Remember that most of the 9/11 killers were Saudi; so was the al-Qaeda hierarchy.

A second irony on this day of revelation is that the pro-Zionist Jerusalem Post has now led a call for Israel and Saudi Arabia to tie up diplomatic relations and publicly become allies.

The JP leader runs to over 2,000 words, but its statement is clear in scapegoating Palestine and Iran as the common enemy. The Jerusalem Post’s words are chilling in their purpose:

  • Saudi Arabia regards Iran as its primary competition for leadership in the Muslim world, and it fears that the recent US-Iranian kinship could lead America to replace the Saudis with Tehran as its primary Persian Gulf ally.

  • In the oil and gas market, the Saudis and UAE are quickly losing major ground to Iran amid reports that Saudi Arabia is taking huge hits and could face an existential financial crisis by the end of the decade as a result of other emerging markets as well as its own, risky, and largely-failed attempt to flood the market to drive out rivals.

  • Iran’s energy sector, by contrast, is on the rise. Iran’s biggest oil-shipping company, which boasts the world’s largest fleet of supertankers, is already preparing to return to European and international markets in the wake of any agreement in Vienna. At the same time, clearly anticipating massive sanctions relief, Iranian companies last month signed a $2.3 billion agreement to construct 800 miles of pipelines, which Iran has identified as its most critical conduit for future gas exports to the West. The Iran Gas Trunkline-6 will transit Iraq and Turkey to ultimately deliver gas to Europe from the country’s massive South Pars field.

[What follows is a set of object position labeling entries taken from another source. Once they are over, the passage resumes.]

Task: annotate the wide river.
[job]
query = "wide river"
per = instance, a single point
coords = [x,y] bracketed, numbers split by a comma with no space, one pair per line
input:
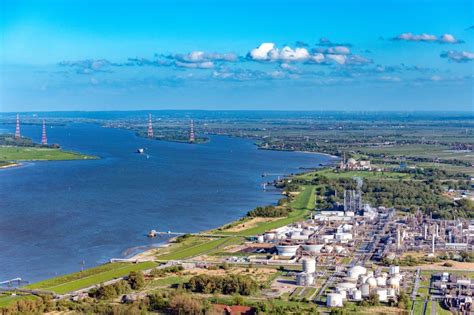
[56,215]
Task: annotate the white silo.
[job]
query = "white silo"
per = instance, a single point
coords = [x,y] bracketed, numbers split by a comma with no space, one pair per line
[357,295]
[371,282]
[334,300]
[356,271]
[365,289]
[382,294]
[314,248]
[287,250]
[269,236]
[309,265]
[381,281]
[394,270]
[394,283]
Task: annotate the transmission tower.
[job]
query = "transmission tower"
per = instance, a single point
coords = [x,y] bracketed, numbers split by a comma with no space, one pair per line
[150,127]
[44,139]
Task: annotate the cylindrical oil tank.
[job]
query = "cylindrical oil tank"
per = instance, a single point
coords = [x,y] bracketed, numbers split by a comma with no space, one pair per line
[357,295]
[313,248]
[391,292]
[309,265]
[356,271]
[371,282]
[270,236]
[365,289]
[381,281]
[334,300]
[394,270]
[382,294]
[287,250]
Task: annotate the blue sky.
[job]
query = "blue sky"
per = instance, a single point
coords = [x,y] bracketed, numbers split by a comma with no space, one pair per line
[279,55]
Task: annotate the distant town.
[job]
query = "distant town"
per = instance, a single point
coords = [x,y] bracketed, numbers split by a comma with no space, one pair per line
[383,230]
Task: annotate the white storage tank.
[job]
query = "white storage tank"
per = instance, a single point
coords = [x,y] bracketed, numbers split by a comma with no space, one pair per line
[382,294]
[328,248]
[381,281]
[371,282]
[348,286]
[304,279]
[313,248]
[309,265]
[357,295]
[394,283]
[356,271]
[334,300]
[270,236]
[365,289]
[391,292]
[394,270]
[287,250]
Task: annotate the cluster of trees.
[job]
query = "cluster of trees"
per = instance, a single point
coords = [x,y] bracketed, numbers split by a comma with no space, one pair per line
[462,256]
[110,291]
[163,302]
[135,281]
[414,195]
[8,139]
[230,284]
[268,212]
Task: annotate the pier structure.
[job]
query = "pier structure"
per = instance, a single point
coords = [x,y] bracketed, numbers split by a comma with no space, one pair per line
[44,139]
[150,127]
[17,130]
[191,132]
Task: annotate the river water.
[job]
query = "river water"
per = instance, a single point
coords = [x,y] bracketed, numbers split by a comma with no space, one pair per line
[55,215]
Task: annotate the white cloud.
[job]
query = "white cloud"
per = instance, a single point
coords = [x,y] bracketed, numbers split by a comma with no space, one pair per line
[268,52]
[201,56]
[341,50]
[458,56]
[335,54]
[262,51]
[195,65]
[424,37]
[340,59]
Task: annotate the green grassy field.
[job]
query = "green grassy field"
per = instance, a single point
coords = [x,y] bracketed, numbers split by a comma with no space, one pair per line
[89,277]
[7,300]
[440,310]
[195,250]
[329,173]
[9,153]
[302,204]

  • In their desperation, the Saudis have increased their behind-the-scenes cooperation with Israel to unprecedented levels. This extends to major joint security cooperation in the event of an attack on Iran’s nuclear facilities, including Israeli technical aid to defend against a second wave of retaliation against Saudi targets.

  • Israel and the Sunni axis are also united in a fight against the Islamic State and Salafi jihadist groups seeking to impose an extremist Sharia state on the entire region, while harbouring larger designs to conquer Europe and the United States.

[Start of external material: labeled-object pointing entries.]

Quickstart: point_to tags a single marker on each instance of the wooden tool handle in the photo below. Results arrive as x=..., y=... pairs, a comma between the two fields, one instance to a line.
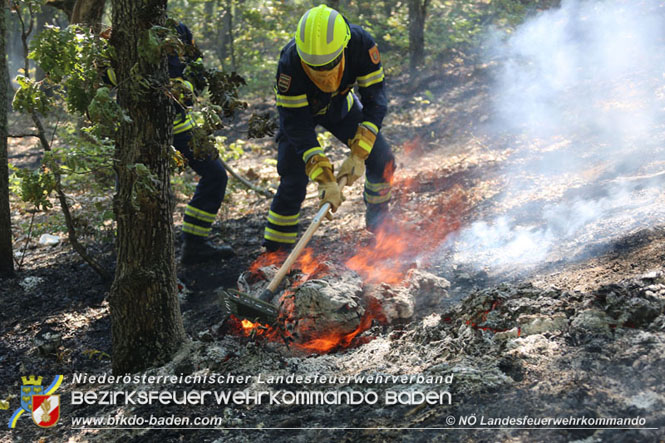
x=298, y=248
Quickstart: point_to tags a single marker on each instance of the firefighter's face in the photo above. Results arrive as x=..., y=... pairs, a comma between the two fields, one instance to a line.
x=327, y=78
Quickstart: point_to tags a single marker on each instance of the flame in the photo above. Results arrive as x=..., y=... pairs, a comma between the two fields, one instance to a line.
x=397, y=246
x=332, y=340
x=307, y=263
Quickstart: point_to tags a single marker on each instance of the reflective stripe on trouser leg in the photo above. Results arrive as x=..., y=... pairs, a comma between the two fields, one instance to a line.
x=197, y=222
x=281, y=228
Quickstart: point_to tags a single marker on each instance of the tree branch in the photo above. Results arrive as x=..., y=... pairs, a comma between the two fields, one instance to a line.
x=247, y=183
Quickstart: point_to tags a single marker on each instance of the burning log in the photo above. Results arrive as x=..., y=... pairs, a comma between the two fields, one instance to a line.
x=319, y=308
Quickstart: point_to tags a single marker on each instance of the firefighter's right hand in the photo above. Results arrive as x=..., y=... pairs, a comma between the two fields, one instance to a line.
x=352, y=168
x=329, y=192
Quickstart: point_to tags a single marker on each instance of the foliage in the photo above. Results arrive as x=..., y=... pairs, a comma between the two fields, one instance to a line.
x=34, y=187
x=70, y=58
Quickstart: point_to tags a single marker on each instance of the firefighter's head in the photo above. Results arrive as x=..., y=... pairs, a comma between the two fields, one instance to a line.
x=321, y=37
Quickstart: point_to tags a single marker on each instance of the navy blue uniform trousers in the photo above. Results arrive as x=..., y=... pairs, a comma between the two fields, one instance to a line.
x=201, y=211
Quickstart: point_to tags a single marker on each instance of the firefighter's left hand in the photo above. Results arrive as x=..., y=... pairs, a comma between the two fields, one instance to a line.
x=353, y=168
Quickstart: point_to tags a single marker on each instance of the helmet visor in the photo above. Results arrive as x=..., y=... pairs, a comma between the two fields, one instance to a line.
x=328, y=66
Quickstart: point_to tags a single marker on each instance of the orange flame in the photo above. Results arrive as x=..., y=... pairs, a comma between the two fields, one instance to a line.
x=333, y=340
x=395, y=248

  • For the time being, Sunni Arabs can be instrumental in encouraging the replacement of the government of Mahmoud Abbas, with a Palestinian leadership interested in being on the right side of history. If he is willing, perhaps Mahmoud Dahlan can be brought back from the EAU to help clean things up in the Gaza Strip and West Bank.

If Saudi Arabia and Israel are going to ‘clean things up’, one thing is certain: it will be a dirty process.